Example 1	97.99	99.8
Comp. example 1	94.5	99.2
Comp. example 2	91.99	99.6
Comp. example 3	93.9	98.9

Referring to FIG. 6, the all-solid-state batteries according to Example 1 and Comparative Example 1 only had a partial decrease in battery performance but did not make the charge-discharge test impossible due to internal short circuit during about 57 charge/discharge cycles, the all-solid-state battery according to Comparative Example 2 made the charge-discharge test impossible due to internal short circuit at about 20 cycles, and the all-solid-state battery according to Comparative Example 3 made the charge-discharge test impossible at about 10 cycles. Referring to this, it may be confirmed that the durabilities of the all-solid-state batteries according to Example 1 and Comparative Example 1 were superior to those of the all-solid-state batteries according to Comparative Examples 2 and 3.

Further, referring to Table 3 regarding results when the charge/discharge cycle was repeated 10 times, the capacity retentions and coulombic efficiencies of the all-solid-state batteries according to Example 1 and Comparative Example 1 were superior to those of the all-solid-state batteries according to Comparative Examples 2 and 3, and particularly, the all-solid-state battery according to Example 1 manufactured by the manufacturing method according to the present disclosure exhibited better capacity retention and coulombic efficiency than the all-solid-state battery according to Comparative Example 1.

Summarizing the results of Test Example 1 and Test Example 2, the all-solid-state battery according to Example 1, i.e., according to the present disclosure, exhibited the best durability. This is expected to be due to the fact that there is no volume expansion in the vertical and horizontal directions during the charge/discharge behavior, and thus, there is no structural collapse even when the charge/discharge cycle is repeated.

In addition, in the case of the all-solid-state battery according to Comparative Example 2, it is assumed that battery performance was deteriorated due to an imbalance in movement and deposition of lithium because there was no silver, which is lithiophilic metal particles.

Moreover, in the case of the all-solid-state battery using the carbon sheet without orientation according to Comparative Example 3, it is assumed that durability of the battery was reduced because the volume expansion of the battery in the vertical direction may be alleviated, but the volume expansion of the battery in the horizontal direction may not be alleviated.

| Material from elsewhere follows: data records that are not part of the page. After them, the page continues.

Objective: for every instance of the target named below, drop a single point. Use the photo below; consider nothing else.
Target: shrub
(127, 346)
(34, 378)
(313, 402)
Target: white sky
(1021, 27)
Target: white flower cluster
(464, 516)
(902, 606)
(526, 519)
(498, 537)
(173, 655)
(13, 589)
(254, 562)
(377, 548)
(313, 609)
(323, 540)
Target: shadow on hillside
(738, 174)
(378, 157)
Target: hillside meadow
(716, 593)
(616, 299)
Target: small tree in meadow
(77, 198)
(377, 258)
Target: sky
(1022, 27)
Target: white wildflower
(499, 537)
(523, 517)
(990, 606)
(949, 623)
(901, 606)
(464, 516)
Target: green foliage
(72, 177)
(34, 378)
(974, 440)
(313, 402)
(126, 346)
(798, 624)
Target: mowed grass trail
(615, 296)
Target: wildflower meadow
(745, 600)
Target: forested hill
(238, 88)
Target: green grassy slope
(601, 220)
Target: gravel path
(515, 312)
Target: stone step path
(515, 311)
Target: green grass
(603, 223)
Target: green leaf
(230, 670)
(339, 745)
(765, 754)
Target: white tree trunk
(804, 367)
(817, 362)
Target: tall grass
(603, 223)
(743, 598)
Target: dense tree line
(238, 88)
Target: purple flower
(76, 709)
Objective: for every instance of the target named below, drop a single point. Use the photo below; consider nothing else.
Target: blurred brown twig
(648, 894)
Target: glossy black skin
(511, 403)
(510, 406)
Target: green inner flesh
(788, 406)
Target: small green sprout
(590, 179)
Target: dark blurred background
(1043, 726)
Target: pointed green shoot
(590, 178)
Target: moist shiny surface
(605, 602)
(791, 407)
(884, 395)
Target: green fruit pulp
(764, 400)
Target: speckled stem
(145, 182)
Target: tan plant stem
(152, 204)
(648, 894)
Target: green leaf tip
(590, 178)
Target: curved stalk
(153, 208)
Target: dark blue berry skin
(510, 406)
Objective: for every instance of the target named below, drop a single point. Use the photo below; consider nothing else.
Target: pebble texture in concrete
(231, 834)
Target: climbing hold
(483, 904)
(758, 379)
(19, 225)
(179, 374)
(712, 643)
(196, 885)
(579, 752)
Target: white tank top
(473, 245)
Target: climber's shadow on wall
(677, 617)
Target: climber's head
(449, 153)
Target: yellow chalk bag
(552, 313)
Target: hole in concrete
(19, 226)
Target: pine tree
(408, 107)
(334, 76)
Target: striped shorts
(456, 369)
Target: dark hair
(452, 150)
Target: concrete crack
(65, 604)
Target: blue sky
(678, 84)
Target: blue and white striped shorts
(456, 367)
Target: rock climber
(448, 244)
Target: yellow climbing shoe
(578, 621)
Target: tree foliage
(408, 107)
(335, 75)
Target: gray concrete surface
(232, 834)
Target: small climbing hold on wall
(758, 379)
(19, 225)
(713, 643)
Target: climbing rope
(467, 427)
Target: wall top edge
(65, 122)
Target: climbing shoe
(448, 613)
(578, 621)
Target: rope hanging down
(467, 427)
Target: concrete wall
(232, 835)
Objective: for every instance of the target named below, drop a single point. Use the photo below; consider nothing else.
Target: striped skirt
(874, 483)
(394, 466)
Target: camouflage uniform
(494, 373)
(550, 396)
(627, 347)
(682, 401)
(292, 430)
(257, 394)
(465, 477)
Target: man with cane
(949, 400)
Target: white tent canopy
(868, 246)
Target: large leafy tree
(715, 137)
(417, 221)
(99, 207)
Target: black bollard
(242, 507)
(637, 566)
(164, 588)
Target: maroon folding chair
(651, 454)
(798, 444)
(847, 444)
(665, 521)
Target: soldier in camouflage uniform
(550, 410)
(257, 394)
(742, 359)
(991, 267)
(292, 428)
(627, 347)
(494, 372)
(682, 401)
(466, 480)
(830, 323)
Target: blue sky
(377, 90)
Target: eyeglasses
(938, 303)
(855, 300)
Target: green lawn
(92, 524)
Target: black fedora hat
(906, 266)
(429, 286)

As is apparent from the above description, a buffer layer according to the present disclosure includes a carbon sheet including an oriented carbon material aligned at a predetermined angle with an anode current collector, and lithiophilic metal particles attached to the surface of the oriented carbon material, thereby allowing lithium to be deposited from the vicinities of the lithiophilic metal particles during charging of an all-solid-state battery.

Accordingly, during the charging process of the all-solid-state battery, both the volume expansion in the vertical direction and the volume expansion in the horizontal direction may be suppressed at the same time. Therefore, it is possible to prevent deterioration of electrochemical characteristics of the all-solid-state battery due to changes in the volume of an anode layer occurring as the charging and discharging process is repeated.

The effects of the present disclosure are not limited to the above-mentioned effects. The effects of the present disclosure should be understood to include all effects that may be inferred from the above description.

Although the embodiments of the present disclosure have been described above, those skilled in the art will be able to modify or change the present disclosure in various ways through addition, change, deletion of components without departing from the spirit of the present disclosure as set forth in the appended claims, and this will also be included in the scope of the present disclosure.